Measure ring segment dimensions from angle or height inputs easily. Export clean results for records. Plan annular geometry with fast, dependable calculation support today.
| Outer Radius | Inner Radius | Angle | Ring Segment Area | Outer Arc | Inner Arc |
|---|---|---|---|---|---|
| 12 | 7 | 75° | 16.295878 units² | 15.707963 units | 9.162979 units |
| 20 | 14 | 110° | 79.898994 units² | 38.397244 units | 26.878071 units |
| 9 | 4 | 45° | 5.164395 units² | 7.068583 units | 3.141593 units |
A ring segment is the difference between two circular segments with the same central angle.
Outer segment area: 0.5 × R² × (θ − sin θ)
Inner segment area: 0.5 × r² × (θ − sin θ)

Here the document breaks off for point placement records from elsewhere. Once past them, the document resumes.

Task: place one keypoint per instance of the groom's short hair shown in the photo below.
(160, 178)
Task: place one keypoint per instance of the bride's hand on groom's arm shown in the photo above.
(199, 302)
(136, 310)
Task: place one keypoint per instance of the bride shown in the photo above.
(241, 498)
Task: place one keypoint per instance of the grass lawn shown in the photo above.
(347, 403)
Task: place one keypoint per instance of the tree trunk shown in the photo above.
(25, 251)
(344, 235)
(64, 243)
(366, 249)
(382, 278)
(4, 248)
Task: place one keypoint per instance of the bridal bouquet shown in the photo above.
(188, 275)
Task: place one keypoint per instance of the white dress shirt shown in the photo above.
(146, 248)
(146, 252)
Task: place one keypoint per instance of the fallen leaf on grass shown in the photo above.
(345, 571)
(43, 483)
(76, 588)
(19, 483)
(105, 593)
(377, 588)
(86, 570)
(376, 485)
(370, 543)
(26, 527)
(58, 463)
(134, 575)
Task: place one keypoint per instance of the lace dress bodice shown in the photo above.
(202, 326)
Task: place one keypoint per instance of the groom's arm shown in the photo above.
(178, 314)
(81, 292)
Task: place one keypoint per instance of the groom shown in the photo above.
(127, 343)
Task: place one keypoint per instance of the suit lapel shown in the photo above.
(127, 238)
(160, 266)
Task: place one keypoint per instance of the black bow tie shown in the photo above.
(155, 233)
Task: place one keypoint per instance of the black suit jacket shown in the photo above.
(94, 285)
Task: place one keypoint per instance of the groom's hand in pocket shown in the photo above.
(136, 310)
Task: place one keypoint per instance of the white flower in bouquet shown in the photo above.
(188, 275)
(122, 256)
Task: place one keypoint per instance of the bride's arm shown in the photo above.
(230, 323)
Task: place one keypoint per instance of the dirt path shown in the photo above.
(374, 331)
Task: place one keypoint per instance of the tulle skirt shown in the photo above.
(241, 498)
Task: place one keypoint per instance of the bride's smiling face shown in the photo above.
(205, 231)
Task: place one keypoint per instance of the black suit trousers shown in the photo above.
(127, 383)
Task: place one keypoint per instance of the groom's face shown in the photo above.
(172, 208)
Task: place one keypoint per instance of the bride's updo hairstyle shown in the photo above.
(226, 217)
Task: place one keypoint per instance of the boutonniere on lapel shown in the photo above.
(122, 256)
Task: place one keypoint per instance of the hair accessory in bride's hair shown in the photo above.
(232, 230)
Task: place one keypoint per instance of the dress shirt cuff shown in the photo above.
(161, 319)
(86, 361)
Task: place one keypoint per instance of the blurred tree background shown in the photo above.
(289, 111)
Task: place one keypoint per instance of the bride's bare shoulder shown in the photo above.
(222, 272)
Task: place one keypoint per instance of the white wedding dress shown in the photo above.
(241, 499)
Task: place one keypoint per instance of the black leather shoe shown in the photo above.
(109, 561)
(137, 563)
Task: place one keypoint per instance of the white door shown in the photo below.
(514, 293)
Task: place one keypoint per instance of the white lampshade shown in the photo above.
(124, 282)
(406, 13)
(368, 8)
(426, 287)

Ring segment area: 0.5 × (R² − r²) × (θ − sin θ)
Outer arc length: R × θ
Inner arc length: r × θ
Chord length: 2 × radius × sin(θ ÷ 2)
Segment height: radius × (1 − cos(θ ÷ 2))
Here, R is outer radius, r is inner radius, and θ is the central angle in radians.

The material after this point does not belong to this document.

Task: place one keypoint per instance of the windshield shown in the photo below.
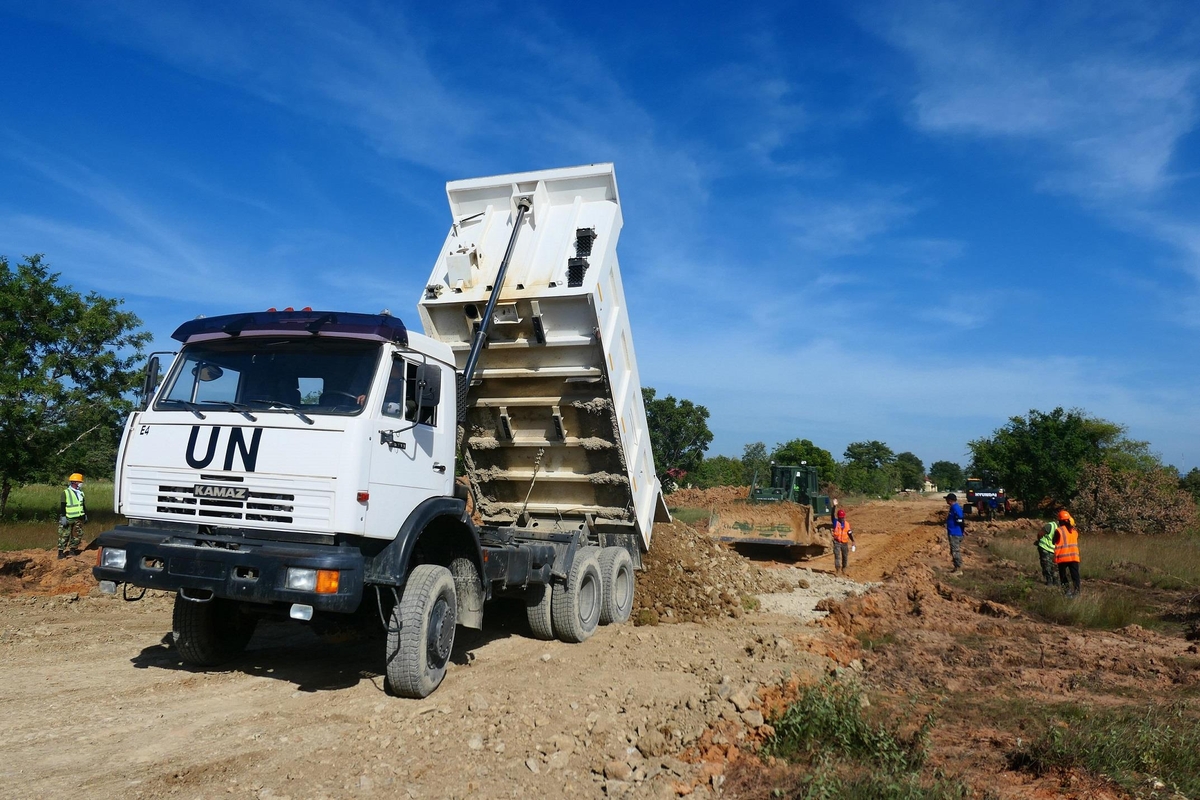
(310, 376)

A ring segment is the area between two matching circular segments. It comes from an annulus cut by the same central angle. This shape appears in machining, layout work, duct design, seals, curved plates, and patterned construction. Accurate values help reduce waste. They also improve fit, strength, and planning.
Manual ring segment calculations take several steps. You must work with angle conversion, sector area, triangle area, chord length, and arc length. Small input mistakes can change the final area. This calculator speeds up the process. It gives consistent outputs for outer and inner geometry. It also shows the net annular segment area.
The tool calculates outer segment area, inner segment area, and ring segment area. It also returns outer arc length, inner arc length, chord lengths, segment heights, radial thickness, and mean radius. These values support drafting, estimating, fabrication, and inspection. Engineers and students can compare geometry quickly from one clean results block.
You can use this calculator for gasket design, curved flooring, arch trimming, tank openings, circular channels, and decorative rings. It is also useful in classroom geometry problems. When a drawing shows two radii and one angle, this tool converts the data into practical dimensions that are ready for review.
The calculator supports angle input and outer height input. That makes it flexible when drawings use different dimensions. After submission, the result appears above the form for faster checking. You can then export values to CSV or PDF. This makes reporting easier for worksheets, design notes, and project records.
Ring segment geometry is simple once the relationships are organized well. With accurate formulas and clear validation, you can focus on interpretation instead of repetitive arithmetic. Use the outputs to estimate material, verify sketches, compare design options, and document calculations with confidence.
Because the calculator separates outer and inner segment values, it also helps you audit each step. That is useful for teaching, quality control, and specification sheets. A transparent workflow makes unusual dimensions easier to trust, explain, and reuse in future calculations, templates, and checks later.
A ring segment is the region between two circular segments that share the same central angle. It is cut from an annulus, so it has an outer arc, inner arc, and matching chord geometry.
You can calculate by central angle or by outer segment height. Enter outer radius, inner radius, and your chosen driving value. The calculator then returns the full set of derived measurements.
Use any unit, but stay consistent. If the radii are in millimeters, every length output will be in millimeters and every area output will be in square millimeters.
The shape is based on an annulus. That means the outer circle must be larger than the inner circle. If the inner radius is equal to or greater than the outer radius, the ring segment does not exist.
Yes. Select the angle unit that matches your input. The calculator converts degrees to radians internally before applying the geometric formulas.
Segment height is the perpendicular rise from the chord to the arc. In height mode, the outer segment height is used to recover the shared central angle first.
No. They are optional helpers. Use them when you want a quick CSV file or a simple PDF summary of the current result table.
It is useful for learning, layout checks, and preliminary estimates. For production or safety-critical work, verify assumptions, units, tolerances, and drawing standards before final use.
Important Note: All the Calculators listed in this site are for educational purpose only and we do not guarentee the accuracy of results. Please do consult with other sources as well.